Living away from home is a big change, so your homesickness might be linked with learning how to be independent.

“Living away from home means stepping out of your comfort zone. While it’s easier said than done, the more you expand your comfort zone the better you’ll feel about everything,” says second-year architecture student Thameesha Eliyapura.

“Try out things that you’ve never had the courage to do before. To speed the process, make yourself a weekly challenge of completing something new – even if it means visiting the most random market or second-hand bookstore, or hunting for the best gelato!” 

4. Communicate with home: Ayaka, China and Japan

If you’re feeling homesick, a phone call or Skype chat with a loved one back home is often just what you need.

“Talk to your family and friends when you’re adapting to a new environment,” Ayaka recommends. “If you share your thoughts and feelings, then people will be able to find ways to help you settle in.”

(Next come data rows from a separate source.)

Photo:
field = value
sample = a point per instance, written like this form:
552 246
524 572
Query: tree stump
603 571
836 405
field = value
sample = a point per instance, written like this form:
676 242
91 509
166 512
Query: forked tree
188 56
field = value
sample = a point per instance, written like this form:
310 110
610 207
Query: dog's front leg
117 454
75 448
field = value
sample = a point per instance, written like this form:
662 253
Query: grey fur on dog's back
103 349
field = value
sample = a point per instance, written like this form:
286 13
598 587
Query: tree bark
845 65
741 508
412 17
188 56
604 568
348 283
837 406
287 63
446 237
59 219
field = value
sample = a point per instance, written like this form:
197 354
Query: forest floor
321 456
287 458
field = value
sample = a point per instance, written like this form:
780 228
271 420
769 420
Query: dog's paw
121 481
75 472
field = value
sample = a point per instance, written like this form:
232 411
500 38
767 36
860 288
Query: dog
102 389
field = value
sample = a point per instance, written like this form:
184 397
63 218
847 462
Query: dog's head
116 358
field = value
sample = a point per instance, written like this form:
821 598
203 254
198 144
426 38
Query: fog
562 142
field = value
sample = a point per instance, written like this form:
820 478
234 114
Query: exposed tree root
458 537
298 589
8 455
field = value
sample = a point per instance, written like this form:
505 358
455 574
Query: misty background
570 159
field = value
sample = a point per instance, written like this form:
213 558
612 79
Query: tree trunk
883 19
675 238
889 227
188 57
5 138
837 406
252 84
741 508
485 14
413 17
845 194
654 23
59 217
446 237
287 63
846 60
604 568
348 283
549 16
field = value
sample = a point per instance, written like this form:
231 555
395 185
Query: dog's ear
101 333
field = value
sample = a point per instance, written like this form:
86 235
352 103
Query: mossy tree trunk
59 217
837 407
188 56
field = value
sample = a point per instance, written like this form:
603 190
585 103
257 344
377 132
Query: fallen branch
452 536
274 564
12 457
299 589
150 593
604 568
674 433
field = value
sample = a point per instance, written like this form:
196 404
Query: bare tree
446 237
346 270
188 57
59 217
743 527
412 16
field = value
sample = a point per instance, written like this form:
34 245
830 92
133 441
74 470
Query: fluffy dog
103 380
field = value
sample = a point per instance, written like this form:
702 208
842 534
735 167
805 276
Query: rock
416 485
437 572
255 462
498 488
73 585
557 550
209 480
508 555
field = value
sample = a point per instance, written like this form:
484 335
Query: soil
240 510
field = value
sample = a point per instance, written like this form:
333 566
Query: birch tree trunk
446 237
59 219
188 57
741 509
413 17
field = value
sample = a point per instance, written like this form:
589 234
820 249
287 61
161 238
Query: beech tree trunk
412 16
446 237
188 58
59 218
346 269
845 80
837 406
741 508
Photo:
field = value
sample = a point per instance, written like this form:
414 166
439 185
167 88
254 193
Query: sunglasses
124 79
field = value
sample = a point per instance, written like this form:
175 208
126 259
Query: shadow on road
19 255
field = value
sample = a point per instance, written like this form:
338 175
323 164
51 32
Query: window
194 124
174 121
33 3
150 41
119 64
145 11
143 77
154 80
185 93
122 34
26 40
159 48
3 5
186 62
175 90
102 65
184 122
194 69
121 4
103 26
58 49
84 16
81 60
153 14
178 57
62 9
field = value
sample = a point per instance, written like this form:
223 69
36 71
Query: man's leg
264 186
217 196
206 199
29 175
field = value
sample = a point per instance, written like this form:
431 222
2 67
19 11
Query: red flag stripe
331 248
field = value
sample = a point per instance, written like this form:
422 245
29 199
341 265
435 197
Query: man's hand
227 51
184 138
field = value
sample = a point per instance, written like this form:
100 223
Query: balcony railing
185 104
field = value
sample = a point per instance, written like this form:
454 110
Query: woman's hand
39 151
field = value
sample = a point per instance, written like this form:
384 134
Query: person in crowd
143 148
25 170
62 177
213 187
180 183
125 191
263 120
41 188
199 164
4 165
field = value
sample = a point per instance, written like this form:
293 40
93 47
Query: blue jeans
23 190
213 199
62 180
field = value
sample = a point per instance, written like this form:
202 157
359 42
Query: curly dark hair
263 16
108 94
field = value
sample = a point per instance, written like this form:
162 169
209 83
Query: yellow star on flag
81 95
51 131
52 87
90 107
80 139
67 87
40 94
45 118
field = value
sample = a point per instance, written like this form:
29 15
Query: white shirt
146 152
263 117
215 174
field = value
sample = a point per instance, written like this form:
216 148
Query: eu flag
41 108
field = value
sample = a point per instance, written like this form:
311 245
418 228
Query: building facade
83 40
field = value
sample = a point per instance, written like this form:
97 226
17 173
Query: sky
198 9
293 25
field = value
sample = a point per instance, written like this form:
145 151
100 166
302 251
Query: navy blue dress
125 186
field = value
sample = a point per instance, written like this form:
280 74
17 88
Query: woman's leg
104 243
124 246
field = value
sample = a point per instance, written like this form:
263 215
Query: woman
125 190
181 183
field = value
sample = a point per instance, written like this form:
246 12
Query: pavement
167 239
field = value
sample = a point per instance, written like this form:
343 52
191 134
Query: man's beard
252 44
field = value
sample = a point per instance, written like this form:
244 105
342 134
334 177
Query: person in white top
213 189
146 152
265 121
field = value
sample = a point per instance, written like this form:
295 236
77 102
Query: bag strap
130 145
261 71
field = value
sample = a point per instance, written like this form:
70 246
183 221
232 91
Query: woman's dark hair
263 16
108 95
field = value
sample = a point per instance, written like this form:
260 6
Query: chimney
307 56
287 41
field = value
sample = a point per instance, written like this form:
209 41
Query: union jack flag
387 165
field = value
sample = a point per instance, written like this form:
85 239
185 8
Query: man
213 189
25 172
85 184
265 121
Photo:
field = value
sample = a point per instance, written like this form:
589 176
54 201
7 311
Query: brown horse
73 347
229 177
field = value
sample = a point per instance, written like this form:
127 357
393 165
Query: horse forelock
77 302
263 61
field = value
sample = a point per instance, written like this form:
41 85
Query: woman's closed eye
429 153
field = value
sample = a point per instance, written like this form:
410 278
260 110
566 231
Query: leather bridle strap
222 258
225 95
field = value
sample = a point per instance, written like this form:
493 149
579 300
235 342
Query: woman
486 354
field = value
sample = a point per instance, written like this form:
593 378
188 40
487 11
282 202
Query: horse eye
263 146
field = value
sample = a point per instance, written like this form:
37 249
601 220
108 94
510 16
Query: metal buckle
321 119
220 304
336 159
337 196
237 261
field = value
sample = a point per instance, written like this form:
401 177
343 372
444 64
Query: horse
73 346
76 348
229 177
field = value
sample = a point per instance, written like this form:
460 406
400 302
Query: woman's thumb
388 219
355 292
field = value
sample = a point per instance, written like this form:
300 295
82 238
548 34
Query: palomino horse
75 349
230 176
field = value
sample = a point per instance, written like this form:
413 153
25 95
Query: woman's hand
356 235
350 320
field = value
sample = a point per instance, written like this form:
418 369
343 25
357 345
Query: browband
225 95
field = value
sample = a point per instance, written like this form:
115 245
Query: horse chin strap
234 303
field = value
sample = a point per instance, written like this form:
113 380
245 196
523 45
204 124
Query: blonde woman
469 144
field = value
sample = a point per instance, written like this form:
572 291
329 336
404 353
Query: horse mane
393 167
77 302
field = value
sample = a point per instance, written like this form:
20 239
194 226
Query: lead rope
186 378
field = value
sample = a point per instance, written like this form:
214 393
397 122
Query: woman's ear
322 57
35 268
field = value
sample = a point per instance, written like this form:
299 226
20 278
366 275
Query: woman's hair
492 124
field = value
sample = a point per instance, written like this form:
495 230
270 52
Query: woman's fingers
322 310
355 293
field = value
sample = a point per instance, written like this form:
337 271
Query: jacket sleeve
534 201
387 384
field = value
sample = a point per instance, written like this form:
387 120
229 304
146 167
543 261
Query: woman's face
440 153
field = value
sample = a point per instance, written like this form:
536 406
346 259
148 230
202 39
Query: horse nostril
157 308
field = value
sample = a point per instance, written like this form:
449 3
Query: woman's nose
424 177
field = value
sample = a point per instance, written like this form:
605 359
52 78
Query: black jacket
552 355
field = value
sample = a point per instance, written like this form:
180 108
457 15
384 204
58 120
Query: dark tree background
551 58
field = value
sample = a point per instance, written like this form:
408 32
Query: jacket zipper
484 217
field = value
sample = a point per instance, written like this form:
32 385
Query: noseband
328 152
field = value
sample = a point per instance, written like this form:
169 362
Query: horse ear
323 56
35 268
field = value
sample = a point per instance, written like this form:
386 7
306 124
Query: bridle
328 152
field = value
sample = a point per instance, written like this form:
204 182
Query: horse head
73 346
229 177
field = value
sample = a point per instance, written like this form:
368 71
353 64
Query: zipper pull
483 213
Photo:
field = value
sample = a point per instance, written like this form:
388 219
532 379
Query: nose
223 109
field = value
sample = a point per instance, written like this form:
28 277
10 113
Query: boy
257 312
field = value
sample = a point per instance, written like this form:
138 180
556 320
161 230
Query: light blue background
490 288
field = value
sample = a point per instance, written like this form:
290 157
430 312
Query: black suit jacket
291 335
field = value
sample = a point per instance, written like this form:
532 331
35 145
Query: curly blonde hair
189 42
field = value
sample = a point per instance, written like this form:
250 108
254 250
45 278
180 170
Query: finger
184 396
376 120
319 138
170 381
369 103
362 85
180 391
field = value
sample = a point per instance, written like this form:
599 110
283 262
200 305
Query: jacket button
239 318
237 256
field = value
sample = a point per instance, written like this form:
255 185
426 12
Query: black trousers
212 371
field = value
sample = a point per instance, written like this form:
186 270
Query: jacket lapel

But aim to set reasonable limits on the communication – if you’re constantly in touch, it can be harder to focus on what’s happening here and you might feel like you’re missing out on things back home.

Instead of always staying inside (and trying to navigate time zones), find ways to connect with loved ones while you’re exploring the city. You could write postcards and letters, or find small Australian gifts to send home to friends. This will help you discover things that you’re excited to share. 

5. Keep yourself busy and socialise: Lingling, China

 “I try to focus on my plan and goals for studying here so that I can keep myself busy and not give myself time to overthink too much,” says Lingling. “I also participate in societies and social events according to my interests, to literally immerse myself in a situation where I can make more friends and discover more about my new environment.”

With more than 200 clubs and societies, there are plenty of opportunities for you to meet people with similar interests and discover new hobbies. Clubs and societies also host social events throughout the semester (and you often don’t need to be a club member to attend), so keep an eye out on the University of Sydney Union’s events page.

If you need someone to talk to, the University offers free one-on-one counselling for our students. You can also reach out to our international student support team.